James McKenzie jjmckenzie51 at earthlink.net
Sun Aug 29 02:18:24 UTC 2010


JD wrote:
>   On 08/28/2010 05:32 PM, James McKenzie wrote:
>   
>> Steven Stern wrote:
>>     
>>> On 08/27/2010 11:25 PM, JD wrote:
>>>
>>>       
>>>>    Is there a Linux util to scrub free disk blocks and keep everything
>>>> else intact ??
>>>>
>>>>
>>>>         
>>> This really is an interested thread... but why do you want to scrub free
>>> blocks?
>>>
>>> I can think of a few reasons:
>>>
>>> 1) You're running Linux in a virtual machine. Zeroing all free space
>>> makes it easier to compress the image file.
>>>
>>> 2) You've been looking at something "bad" and want to make sure all
>>> traces of it are gone before the lawyers/cops arrive.
>>>
>>> There are probably other good reasons, but I'm stalled out here.
>>>
>>>
>>>
>>>       
There are lots of good reasons.  You have been accessing your bank 
accounts and want to give the drive to your highly intelligent prodigy 
and they know how to read a drive and recover data.  You have been using 
the drive in your business and don't want business data going home with 
you when you pull the drive and use in it your laptop.
>>>       
>> One thing is that if you expect the police on your doorstop, you are
>> screwed anyway.  There is NO truly secure method, other than complete
>> pulverization, to destroy disk data.
>>
>> If you want to clear the free space and reuse it, then the methods
>> described are sufficient.
>>
>> James McKenzie
>> SSCP 367830
>> (Yes, I could give a real technical description of why but it involves a
>> bunch of phyics and electrical stuff that usually drives folks nuts,
>> suffice it that Data Discovery and Restore of Tucson can do what I
>> describe to a hard drive that was trown into a fire and the heads were
>> melted to the disk.  The police got what they wanted, the disk had child
>> porn on it and had been 'secure erased' as well.)
>>
>>     
> It seems that at least 2 individuals on this list have made the assumption
> that hiding data, encrypting data and erasing data is for the purpose of
> hiding criminal activity. Such an assumption would put hundreds
> of millions of people, and possibly a lot more,  within these two 
> individuals'
> category of criminals or highly suspected of criminal activity.
>   
Did I say you were hiding criminal activity?  There are LOTS of 
legitimate reasons to encrypt data and to clean it off.  If you work in 
the PCI industry or for the US Federal Government, you have to do both, 
on a regular basis.  This is why the NSA has Secure Erase available.  
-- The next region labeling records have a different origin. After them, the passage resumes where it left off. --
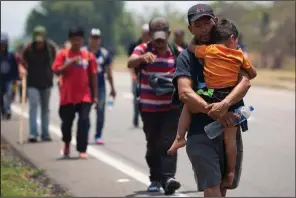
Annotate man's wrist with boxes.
[223,98,232,108]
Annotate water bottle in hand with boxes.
[204,106,254,139]
[107,96,114,111]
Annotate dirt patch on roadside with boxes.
[1,138,71,197]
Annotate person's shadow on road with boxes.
[125,190,163,197]
[56,156,80,161]
[125,190,196,197]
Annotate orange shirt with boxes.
[195,44,252,89]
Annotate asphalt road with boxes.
[8,72,295,197]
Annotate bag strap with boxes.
[168,40,180,66]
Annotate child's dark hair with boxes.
[212,19,239,43]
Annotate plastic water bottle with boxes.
[204,106,254,139]
[107,96,114,111]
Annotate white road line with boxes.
[11,105,188,197]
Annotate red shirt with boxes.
[52,49,97,105]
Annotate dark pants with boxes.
[95,86,106,139]
[59,103,91,152]
[132,82,140,126]
[141,108,180,187]
[186,125,243,192]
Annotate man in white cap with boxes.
[87,28,116,144]
[128,24,150,127]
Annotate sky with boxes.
[1,1,268,38]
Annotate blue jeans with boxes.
[1,81,13,114]
[28,87,51,138]
[132,82,140,125]
[95,87,106,139]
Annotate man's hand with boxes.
[217,112,240,128]
[110,88,116,98]
[141,52,156,63]
[206,100,230,120]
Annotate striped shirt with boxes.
[132,43,183,112]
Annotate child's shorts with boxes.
[197,87,248,132]
[197,87,244,112]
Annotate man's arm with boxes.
[206,70,251,120]
[21,44,30,70]
[106,55,116,97]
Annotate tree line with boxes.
[25,0,295,67]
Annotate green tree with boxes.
[26,0,135,53]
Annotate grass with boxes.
[251,69,295,90]
[113,56,295,90]
[1,144,53,197]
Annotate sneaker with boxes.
[61,144,70,157]
[96,138,105,145]
[28,135,37,143]
[147,181,161,192]
[41,136,52,142]
[164,178,181,195]
[79,153,88,159]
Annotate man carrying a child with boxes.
[173,4,256,197]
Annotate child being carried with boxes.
[168,19,257,187]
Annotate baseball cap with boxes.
[149,17,170,40]
[187,4,215,24]
[174,29,185,35]
[33,25,46,41]
[68,26,84,38]
[90,28,102,37]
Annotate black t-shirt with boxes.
[173,49,214,136]
[23,42,56,89]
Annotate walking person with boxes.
[52,27,98,159]
[22,26,56,143]
[173,4,250,197]
[0,33,19,120]
[87,29,116,144]
[128,24,151,128]
[128,17,182,195]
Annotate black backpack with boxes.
[136,40,180,106]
Other folks don't want 'lingering' data to come back and bite them.  
However, if you think that Secure Erase or any other program is going to 
completely wipe your hard drive, that is not so.  Secure Erase only 
gives the ability to reuse the disk in the same operating environment.  
That means if you were processing company proprietary data, then you 
cannot give the drive away.  It has to be physically destroyed.  That is 
the only way to ensure data is not available.
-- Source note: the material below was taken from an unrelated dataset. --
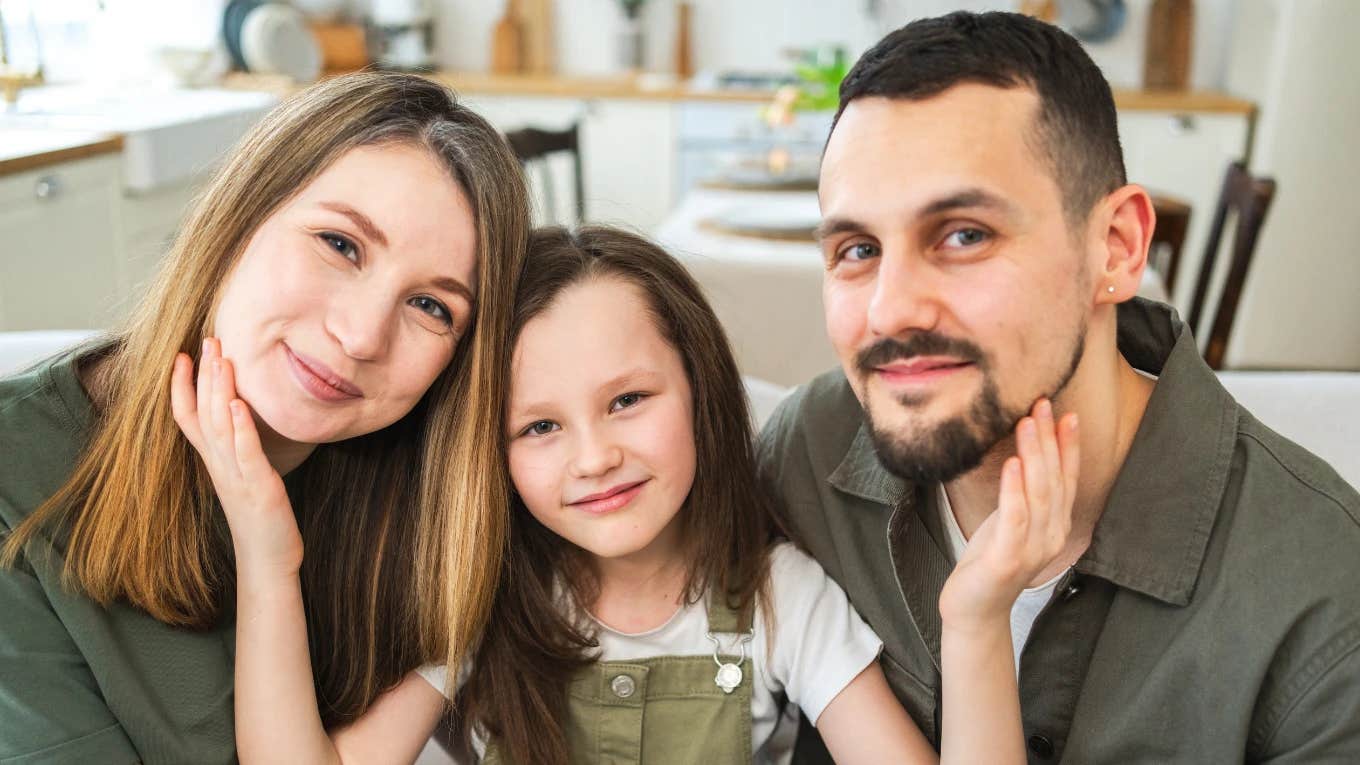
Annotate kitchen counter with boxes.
[0,128,122,177]
[223,71,1255,116]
> Here we are in the 21st century and we still discover that there are
> people with such narrow minds, that they can easily pass through a
> 1 picometer wide slot.
> I am being very generous with that slot width.
>
>   
My mind is not narrow.  All I did is state "IF you are expecting the 
police on your doorstop"  not WHEN.  If you are using these for 
legitimate reasons, that is wonderful.  You are forward thinking, a lot 
better than most folks who find that they shipped their 'clean drives' 
to others only to find out they pulled a bunch of personal information 
and used it for ill intended reasons.